Results : The study group consisted of 426 total eyes (213 subjects) split into two groups: patients without DFUs (282 eyes) and patients with (144 eyes). The mean age of the non-DFU group was 63.3 ± 10.5 years, 55.3% of whom were male compared to the DFU group averaging 59.9 ± 11.0 years, 54.2% of whom were male. Among the non-DFU group, PDR conversion from NPDR was observed in 35.6% of eyes compared to 50.7% of DFU eyes (p=0.03). At the initial visit, 28.0% of non-DFU eyes had macular edema (ME) compared to 32.6% of DFU eyes (p=0.32). By the final visit, 37.6% of non-DFU eyes had ME compared to 64.6% of DFU eyes (p<0.0001). Furthermore, 38.7% of non-DFU patients experienced at least one vitreous hemorrhage during the follow-up period compared to 55.6% of DFU patients (p=0.0009).

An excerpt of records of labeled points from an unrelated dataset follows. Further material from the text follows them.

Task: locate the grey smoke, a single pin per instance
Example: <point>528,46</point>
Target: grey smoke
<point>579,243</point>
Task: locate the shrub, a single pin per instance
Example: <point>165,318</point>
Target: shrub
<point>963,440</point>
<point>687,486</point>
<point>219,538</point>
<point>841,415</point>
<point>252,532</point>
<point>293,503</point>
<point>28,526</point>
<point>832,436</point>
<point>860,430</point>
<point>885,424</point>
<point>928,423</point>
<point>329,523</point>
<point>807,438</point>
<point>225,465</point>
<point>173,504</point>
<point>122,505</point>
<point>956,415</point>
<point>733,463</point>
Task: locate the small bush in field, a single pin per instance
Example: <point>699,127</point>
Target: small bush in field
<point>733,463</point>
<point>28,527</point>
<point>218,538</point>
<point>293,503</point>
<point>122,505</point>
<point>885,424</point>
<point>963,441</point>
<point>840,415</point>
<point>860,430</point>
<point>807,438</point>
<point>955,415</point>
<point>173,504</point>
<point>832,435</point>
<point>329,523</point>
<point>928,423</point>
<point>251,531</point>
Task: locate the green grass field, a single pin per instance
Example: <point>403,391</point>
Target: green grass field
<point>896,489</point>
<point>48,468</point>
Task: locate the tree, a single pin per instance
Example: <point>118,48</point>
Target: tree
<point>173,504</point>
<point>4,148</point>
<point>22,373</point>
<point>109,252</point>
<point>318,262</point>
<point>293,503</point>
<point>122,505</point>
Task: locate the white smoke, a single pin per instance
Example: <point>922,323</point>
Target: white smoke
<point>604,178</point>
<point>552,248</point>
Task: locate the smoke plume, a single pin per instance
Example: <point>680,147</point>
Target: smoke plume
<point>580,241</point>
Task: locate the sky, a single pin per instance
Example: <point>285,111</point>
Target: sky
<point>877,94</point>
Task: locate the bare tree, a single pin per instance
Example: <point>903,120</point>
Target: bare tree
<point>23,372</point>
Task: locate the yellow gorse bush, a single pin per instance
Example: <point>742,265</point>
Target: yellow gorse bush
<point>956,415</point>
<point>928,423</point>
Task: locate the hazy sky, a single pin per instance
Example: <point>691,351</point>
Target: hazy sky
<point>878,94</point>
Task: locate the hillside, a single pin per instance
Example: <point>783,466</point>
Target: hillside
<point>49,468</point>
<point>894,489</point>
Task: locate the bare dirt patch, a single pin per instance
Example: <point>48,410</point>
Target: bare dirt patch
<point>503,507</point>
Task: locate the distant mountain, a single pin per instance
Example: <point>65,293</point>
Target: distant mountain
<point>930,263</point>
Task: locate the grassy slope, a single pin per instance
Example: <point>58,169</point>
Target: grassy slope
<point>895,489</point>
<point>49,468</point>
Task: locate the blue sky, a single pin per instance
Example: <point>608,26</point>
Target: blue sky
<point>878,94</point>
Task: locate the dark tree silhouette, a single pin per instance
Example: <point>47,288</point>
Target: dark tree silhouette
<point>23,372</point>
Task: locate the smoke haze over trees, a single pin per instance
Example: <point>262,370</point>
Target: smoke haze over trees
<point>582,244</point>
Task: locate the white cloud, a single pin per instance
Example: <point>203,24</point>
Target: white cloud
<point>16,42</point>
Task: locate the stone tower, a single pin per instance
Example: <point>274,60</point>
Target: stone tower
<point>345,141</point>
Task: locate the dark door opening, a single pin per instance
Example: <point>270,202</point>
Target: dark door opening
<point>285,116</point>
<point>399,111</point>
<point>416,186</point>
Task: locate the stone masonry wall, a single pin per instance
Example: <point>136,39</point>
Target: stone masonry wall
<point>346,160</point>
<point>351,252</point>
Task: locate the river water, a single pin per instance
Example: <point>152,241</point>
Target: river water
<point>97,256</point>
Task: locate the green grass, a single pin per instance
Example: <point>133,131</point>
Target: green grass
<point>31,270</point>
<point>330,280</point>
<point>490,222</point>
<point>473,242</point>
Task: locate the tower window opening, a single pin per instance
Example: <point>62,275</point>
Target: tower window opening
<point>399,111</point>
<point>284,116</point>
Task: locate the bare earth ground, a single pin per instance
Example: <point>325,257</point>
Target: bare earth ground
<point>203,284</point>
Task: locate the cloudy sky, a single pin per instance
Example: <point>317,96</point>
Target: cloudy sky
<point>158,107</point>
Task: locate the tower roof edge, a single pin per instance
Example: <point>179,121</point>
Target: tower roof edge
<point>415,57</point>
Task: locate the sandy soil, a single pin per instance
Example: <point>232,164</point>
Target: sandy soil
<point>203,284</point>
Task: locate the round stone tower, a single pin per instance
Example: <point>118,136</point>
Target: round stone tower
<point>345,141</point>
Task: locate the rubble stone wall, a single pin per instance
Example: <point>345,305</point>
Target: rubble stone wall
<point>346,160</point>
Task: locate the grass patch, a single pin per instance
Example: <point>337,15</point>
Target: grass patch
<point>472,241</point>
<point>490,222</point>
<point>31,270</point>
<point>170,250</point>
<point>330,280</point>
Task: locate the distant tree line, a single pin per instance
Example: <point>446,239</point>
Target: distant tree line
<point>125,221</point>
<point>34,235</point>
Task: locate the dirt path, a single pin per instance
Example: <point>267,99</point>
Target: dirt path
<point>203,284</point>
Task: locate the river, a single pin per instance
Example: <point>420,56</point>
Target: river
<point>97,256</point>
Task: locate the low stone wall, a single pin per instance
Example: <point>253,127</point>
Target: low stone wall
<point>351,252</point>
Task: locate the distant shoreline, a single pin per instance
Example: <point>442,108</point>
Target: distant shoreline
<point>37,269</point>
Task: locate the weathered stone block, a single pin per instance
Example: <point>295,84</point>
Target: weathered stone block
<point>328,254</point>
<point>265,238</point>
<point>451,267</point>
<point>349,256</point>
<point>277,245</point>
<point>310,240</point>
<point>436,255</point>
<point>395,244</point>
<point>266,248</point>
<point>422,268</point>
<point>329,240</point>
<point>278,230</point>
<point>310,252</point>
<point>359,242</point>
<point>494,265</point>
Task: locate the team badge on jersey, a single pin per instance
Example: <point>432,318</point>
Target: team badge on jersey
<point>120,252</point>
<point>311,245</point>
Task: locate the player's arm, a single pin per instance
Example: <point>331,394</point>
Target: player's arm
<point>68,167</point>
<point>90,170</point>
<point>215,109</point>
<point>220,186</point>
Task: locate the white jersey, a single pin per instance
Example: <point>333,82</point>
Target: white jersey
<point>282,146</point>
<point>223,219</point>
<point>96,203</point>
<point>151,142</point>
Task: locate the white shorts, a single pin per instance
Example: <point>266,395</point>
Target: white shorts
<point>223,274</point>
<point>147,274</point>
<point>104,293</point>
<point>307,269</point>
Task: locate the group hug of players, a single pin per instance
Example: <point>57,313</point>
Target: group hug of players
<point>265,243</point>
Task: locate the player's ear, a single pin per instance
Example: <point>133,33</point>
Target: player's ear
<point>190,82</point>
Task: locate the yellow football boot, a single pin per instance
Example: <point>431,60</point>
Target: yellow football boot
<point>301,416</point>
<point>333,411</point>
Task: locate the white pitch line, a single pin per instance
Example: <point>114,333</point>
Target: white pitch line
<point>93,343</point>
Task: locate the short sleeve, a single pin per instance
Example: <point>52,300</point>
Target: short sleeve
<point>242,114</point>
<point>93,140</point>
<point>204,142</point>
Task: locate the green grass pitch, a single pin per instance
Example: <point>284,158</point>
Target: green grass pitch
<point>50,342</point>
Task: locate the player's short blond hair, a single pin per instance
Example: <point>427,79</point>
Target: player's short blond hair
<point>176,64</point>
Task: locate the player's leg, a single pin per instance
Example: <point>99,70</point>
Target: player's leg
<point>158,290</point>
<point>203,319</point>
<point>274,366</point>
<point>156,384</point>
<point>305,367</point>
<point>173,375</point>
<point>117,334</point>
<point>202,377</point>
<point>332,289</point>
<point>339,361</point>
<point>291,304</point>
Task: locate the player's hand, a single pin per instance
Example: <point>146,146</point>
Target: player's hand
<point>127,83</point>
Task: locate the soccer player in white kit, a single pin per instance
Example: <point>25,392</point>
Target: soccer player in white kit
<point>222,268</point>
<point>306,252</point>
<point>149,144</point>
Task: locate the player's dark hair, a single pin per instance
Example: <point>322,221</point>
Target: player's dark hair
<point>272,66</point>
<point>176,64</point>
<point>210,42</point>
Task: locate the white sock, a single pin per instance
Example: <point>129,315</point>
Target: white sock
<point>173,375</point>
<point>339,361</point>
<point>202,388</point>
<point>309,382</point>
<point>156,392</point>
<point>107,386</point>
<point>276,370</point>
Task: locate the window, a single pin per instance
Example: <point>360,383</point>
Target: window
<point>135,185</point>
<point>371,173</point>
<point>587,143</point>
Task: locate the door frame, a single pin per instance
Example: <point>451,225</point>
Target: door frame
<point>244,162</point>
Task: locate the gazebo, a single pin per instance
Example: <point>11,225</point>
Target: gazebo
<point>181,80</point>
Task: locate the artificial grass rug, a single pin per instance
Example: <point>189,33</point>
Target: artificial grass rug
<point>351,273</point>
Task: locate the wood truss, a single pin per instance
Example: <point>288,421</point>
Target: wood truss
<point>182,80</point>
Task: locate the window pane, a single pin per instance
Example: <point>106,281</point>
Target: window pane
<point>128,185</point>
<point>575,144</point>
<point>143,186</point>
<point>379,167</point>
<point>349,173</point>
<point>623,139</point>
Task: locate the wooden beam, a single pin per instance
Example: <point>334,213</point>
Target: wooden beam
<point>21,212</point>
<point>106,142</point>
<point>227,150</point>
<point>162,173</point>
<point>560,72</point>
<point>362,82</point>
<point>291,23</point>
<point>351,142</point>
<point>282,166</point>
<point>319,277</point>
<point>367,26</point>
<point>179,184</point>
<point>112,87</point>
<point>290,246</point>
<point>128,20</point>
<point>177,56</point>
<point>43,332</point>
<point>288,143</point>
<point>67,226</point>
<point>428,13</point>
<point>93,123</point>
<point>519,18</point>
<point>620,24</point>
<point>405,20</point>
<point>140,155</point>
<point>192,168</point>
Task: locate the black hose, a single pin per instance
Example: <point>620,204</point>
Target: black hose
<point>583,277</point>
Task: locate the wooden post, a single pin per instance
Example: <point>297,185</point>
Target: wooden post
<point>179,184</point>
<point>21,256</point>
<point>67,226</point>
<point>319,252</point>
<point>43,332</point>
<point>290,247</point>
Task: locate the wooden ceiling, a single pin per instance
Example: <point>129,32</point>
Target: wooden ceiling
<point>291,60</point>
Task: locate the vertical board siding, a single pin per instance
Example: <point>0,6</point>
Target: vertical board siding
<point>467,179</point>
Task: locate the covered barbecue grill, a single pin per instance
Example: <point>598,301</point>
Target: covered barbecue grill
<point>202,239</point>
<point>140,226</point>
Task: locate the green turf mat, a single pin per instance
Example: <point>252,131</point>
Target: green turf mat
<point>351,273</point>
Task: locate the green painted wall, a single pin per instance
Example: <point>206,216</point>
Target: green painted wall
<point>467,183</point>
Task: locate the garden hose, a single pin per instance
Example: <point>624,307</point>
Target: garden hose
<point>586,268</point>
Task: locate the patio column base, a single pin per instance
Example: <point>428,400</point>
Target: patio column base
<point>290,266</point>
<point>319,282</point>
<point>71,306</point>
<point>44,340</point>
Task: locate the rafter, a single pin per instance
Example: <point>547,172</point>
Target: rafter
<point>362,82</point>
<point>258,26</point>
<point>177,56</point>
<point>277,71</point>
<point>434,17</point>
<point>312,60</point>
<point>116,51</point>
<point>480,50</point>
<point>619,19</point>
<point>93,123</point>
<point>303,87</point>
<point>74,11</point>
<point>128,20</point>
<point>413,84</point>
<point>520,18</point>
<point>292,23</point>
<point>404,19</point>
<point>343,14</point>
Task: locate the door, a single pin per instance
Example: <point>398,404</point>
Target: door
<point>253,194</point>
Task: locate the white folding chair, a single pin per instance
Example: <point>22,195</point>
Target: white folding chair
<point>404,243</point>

Among those requiring anti-VEGF injections, non-DFU patients averaged 6.9 injections per eye while DFU patients averaged 4.3 per eye (p=0.01). No significant differences between the two groups were found regarding changes in visual acuity, tractional retinal detachments, vitrectomy history, or need for PRP.

Conclusions : Our results were consistent with our hypothesis that DFU patients experienced a significantly higher rate of conversion from NPDR to PDR compared to patients without DFUs, although no significant differences in visual acuity were found. Additionally, DFU patients had a higher prevalence of macular edema, vitreous hemorrhage, and a greater need for anti-VEGF injections. All diabetic patients should undergo timely retinal examinations and management, and our findings suggest that patients with DFUs should receive higher stratification for such screenings with closer management.

This abstract was presented at the 2023 ARVO Annual Meeting, held in New Orleans, LA, April 23-27, 2023.